The first challenge was that once I was home, I wasn’t 100% sure if I liked this fabric after all…

It felt very classic and sort of like a polo/golf vibe. It’s a cotton men’s shirting fabric. I thought it would be neat to have a striped shirtdress in my wardrobe, but then I started to question if I actually liked it.

At first, I gathered the skirt but it had too much volume. It was not very flattering 😦 there is no picture of this, but beleive me, it happened and wasn’t good.

I tore it off and really thought about a way to achieve a less busy look. After some time, I decided that pleats could be the answer! I hoped the pleats will be flatter yet still break up the stripes and make a nice A line silhouette. It started to get better! I used an inverted box pleat.

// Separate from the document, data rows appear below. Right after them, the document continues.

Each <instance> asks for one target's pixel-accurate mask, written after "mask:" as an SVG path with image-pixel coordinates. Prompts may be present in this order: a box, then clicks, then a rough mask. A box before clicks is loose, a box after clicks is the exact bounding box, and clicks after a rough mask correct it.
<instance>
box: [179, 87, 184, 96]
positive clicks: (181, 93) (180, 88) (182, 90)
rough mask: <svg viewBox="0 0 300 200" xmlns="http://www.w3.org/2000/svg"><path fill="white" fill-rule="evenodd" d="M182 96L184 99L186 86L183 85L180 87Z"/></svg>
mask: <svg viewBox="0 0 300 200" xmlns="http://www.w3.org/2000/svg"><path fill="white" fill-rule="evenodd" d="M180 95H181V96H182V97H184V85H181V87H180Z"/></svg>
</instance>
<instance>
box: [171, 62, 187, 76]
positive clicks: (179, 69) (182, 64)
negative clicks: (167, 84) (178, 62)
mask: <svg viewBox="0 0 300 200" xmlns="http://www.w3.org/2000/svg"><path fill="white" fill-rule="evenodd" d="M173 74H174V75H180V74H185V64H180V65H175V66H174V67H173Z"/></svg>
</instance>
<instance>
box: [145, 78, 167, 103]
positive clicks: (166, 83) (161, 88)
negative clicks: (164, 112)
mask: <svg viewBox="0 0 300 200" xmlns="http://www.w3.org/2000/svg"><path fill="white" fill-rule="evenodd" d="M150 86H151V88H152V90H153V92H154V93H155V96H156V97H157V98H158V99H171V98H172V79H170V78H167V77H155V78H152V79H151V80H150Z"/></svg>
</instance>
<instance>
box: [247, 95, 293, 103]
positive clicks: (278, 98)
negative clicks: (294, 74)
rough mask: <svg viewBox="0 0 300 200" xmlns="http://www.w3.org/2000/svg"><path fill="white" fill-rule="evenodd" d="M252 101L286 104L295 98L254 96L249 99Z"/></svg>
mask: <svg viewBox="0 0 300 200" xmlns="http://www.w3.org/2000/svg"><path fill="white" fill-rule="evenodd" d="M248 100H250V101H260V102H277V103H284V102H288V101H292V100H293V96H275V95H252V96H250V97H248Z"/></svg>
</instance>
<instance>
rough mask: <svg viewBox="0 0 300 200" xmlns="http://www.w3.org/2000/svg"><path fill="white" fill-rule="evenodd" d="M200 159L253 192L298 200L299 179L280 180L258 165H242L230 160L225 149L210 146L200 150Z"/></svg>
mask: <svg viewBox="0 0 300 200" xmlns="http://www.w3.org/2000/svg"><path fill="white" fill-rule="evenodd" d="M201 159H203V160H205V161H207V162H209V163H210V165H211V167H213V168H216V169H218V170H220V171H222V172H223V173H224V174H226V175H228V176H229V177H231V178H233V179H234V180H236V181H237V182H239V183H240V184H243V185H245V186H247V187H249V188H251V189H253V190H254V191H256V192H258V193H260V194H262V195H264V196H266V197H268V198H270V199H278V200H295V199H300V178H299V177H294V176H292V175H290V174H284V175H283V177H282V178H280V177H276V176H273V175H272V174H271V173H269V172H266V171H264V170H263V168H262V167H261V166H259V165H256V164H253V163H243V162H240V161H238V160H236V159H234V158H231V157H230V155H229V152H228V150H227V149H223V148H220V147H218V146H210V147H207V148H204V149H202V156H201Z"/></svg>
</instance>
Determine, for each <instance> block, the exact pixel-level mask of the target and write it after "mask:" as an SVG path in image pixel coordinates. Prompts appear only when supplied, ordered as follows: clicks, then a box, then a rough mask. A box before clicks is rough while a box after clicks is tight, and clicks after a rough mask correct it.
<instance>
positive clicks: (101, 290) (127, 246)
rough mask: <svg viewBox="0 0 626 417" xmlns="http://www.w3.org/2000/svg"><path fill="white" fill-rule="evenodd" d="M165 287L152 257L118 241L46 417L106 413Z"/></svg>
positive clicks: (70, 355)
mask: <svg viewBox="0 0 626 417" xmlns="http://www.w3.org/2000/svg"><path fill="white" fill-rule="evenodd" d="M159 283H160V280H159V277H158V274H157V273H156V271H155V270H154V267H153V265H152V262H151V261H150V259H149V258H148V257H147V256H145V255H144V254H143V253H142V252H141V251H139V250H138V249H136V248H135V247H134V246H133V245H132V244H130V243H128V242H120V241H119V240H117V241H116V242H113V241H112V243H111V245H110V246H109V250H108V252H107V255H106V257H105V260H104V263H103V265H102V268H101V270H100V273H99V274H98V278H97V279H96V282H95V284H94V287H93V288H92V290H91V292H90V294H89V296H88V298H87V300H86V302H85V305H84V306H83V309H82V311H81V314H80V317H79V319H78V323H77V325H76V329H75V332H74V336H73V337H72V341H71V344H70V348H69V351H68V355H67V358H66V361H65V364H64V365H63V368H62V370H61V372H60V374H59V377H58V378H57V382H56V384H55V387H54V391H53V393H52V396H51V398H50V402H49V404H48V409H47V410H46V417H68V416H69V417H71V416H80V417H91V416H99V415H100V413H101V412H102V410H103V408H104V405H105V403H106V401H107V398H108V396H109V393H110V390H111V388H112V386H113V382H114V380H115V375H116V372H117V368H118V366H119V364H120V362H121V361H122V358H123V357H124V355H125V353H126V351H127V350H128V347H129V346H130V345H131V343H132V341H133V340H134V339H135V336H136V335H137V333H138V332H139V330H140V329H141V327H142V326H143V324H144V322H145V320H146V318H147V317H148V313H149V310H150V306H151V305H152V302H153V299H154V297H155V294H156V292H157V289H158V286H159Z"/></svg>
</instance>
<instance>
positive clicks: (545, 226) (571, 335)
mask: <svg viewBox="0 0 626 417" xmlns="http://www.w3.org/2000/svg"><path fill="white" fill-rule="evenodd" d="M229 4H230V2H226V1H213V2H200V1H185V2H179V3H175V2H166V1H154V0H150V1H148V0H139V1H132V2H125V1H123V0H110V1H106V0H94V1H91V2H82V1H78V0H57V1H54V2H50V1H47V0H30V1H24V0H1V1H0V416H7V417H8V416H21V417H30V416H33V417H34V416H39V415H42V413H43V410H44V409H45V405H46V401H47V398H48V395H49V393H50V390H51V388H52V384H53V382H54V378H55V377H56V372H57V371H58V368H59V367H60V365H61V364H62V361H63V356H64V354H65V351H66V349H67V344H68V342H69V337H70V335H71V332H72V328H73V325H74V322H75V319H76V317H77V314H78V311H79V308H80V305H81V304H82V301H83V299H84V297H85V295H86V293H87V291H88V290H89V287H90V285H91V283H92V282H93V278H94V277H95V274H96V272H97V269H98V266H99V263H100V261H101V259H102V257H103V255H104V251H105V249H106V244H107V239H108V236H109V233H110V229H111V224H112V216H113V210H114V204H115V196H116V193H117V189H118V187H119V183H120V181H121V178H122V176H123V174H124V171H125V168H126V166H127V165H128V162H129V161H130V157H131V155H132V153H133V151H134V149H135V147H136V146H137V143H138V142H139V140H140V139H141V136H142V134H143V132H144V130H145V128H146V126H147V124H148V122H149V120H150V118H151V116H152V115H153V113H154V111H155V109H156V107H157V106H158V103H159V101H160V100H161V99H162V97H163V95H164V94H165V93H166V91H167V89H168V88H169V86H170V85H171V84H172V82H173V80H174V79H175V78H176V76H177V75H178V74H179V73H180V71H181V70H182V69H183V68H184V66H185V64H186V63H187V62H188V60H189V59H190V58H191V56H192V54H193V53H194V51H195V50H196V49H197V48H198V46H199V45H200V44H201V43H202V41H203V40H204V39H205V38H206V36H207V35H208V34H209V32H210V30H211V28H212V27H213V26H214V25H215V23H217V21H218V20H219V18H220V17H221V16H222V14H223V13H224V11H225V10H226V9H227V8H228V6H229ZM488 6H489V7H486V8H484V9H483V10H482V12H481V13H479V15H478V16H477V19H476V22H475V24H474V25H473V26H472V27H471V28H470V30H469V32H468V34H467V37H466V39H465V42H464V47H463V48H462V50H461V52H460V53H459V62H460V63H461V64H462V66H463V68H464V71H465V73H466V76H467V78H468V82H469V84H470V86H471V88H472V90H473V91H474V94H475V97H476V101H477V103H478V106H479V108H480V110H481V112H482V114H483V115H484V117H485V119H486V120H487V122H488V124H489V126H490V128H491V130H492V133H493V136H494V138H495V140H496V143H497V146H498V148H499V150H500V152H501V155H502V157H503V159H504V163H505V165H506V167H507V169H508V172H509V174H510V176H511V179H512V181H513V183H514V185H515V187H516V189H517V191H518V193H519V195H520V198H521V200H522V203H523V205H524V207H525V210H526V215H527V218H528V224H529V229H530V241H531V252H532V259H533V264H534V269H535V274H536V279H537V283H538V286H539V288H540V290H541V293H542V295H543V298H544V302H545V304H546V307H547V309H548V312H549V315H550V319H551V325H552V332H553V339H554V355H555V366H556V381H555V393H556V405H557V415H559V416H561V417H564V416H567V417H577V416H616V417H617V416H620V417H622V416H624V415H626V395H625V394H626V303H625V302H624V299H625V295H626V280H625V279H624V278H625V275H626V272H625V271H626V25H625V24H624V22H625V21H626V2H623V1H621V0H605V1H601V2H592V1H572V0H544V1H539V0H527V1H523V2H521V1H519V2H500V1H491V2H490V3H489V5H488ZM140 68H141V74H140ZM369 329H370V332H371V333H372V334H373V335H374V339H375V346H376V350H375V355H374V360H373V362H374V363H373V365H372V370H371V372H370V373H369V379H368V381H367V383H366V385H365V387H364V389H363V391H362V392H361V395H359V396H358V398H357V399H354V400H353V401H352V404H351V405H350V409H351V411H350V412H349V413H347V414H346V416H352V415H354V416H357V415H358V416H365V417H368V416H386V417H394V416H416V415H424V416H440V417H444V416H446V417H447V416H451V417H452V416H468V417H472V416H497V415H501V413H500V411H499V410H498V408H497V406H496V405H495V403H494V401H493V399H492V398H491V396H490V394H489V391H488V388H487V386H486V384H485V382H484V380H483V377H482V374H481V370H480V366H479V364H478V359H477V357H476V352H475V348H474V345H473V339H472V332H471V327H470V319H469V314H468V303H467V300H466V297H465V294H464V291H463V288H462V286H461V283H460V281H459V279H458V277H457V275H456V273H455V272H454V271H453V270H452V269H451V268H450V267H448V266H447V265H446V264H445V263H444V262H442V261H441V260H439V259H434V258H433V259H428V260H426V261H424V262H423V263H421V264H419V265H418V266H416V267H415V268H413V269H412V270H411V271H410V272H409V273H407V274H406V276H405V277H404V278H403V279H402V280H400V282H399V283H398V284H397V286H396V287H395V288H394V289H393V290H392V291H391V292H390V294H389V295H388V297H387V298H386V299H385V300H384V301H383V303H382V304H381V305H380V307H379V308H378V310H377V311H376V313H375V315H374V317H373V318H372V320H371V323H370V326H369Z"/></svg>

Last but not least! I visited F&S fabric store to pick up some unique buttons and made a sash on the bias to finish it up. I also actually hand pick stitched the collar too as inspired by my sewing friend George who showed me a jacket he was working on that used this technique!

Ta Da!

Also I think I’m going to make this a little less anonymous. I dont think it really matters…

With the pleats, it was much easier to align the stripes between the collar, bodice, and skirt! This also makes the sash pop a little bit more since those stripes go diagonally.

Overall, I feel like I achieved the look I set out to create, but I will be a little more discerning with my in-store fabric choices so that I hopefully feel more confident throughout the project.

Last but not least, I’ve learned that the two daughters of my husband’s coworker have visited the blog and are going to be taking sewing classes! Just wanted to say HI! They are about 10 and I really can’t wait to hear about if they like their class!!! They have a very cool Mom for encouraging them too!